Jika tingkat kemiskinan nasional adalah 9,75 persen (2022), tingkat kemiskinan di kalangan warga penyandang disabilitas lebih tinggi, yaitu 13,25 persen. Kesenjangan inilah yang perlu diatasi oleh pemerintah dan masyarakat.
Negara sudah menetapkan berbagai peraturan perundangan untuk memenuhi hak-hak warga difabel. Peraturan perundangan tersebut antara lain Undang-Undang No. 6/2016 tentang Penyandang Disabilitas dan Peraturan Menteri Perhubungan No. 98/2017 tentang Penyediaan Aksesibilitas pada Pelayanan Jasa Transportasi Publik bagi Pengguna Jasa Berkebutuhan Khusus.
Sebelumnya telah ada Peraturan Menteri Pekerjaan Umum No. 30/2006 tentang Pedoman Teknis Fasilitas dan Aksesibilitas pada Bangunan Gedung dan Lingkungan, dan Peraturan Menteri PUPR No. 14/2017 tentang Persyaratan Kemudahan Bangunan Gedung.
Berbasis peraturan tingkat nasional tersebut, banyak daerah telah menetapkan peraturan daerah tentang pelaksanaan penghormatan, perlindungan dan pemenuhan hak penyandang disabilitas.
Dari sisi kelembagaan, telah dibentuk Komite Nasional Disabilitas (KND), demikian juga di daerah.
Di Jakarta ada Dewan Disabilitas Jakarta (DDJ), yang berfungsi memberikan masukan serta teguran ataupun rekomendasi terhadap Pemda DKI terkait hak-hak penyandang disabilitas.
Anggota DDJ terdiri dari berbagai profesi dan penyandang disabilitas, seperti tuna netra, tuna rungu, tuna wicara, tuna daksa, tuna laras, tuna grahita dan tuna ganda.
Kendati sudah banyak kemajuan, pemenuhan hak penyandang disabilitas masih menghadapi banyak rintangan.
Kita tidak perlu berpura-pura menjadi warga difabel untuk merasakan tidak nyamannya bepergian ke suatu tujuan.

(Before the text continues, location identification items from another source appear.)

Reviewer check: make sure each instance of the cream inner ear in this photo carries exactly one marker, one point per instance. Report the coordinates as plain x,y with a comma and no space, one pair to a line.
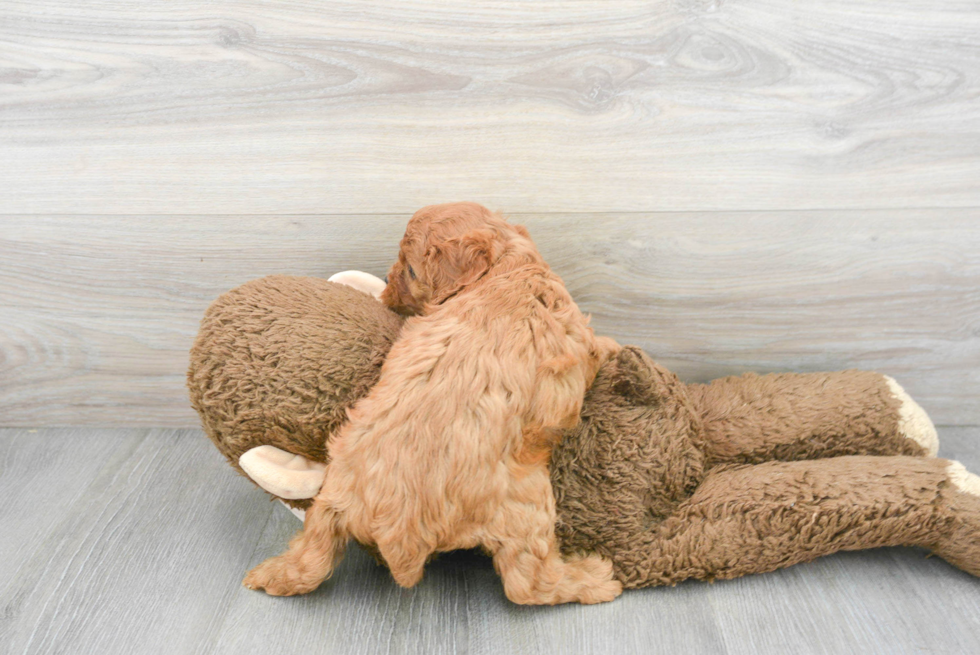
283,474
361,281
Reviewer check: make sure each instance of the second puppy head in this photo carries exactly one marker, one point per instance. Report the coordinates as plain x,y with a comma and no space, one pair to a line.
445,249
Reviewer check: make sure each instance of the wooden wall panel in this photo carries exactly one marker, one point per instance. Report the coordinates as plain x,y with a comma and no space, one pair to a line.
247,107
97,313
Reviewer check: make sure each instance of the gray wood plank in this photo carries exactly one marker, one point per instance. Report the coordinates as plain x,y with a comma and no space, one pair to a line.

Secara kasat mata dapat dijumpai trotoar tempat difabel berjalan kaki yang dipenuhi PKL dan motor, atau ubin pemandu yang menabrak pohon, lantai peron yang tidak sejajar dengan lantai kereta, dan fasilitas toilet di stasiun dan di dalam kereta yang sulit digunakan oleh penumpang difabel.
Demikian juga lebar jalur kursi roda yang lebih kecil dari standar 92 centimeter, sehingga menyulitkan pengguna.
Jembatan penyeberangan orang (JPO) menuju tempat menunggu Transjakarta juga ada yang lebih curam dari standar 5 derajat, membuat pengguna kursi roda ‘ngos-ngosan’ dan ekstra hati-hati saat melaluinya.
Berbagai masalah itu bersifat mikro, yang seringkali terjadi karena perencanaan yang kurang memperhatikan masalah detail yang dihadapi penggunanya, yaitu penyandang disabilitas.
Komunitas peduli difabel seringkali dilibatkan hanya pada saat audit atau ketika proyek pengerjaan selesai lalu dicoba oleh para penyandang disabilitas (Kompas.id, 1/11/2022).
Maka solusi untuk penyediaan fasilitas bagi warga difabel adalah melibatkan mereka sejak perencanaan hingga uji coba penggunaannya.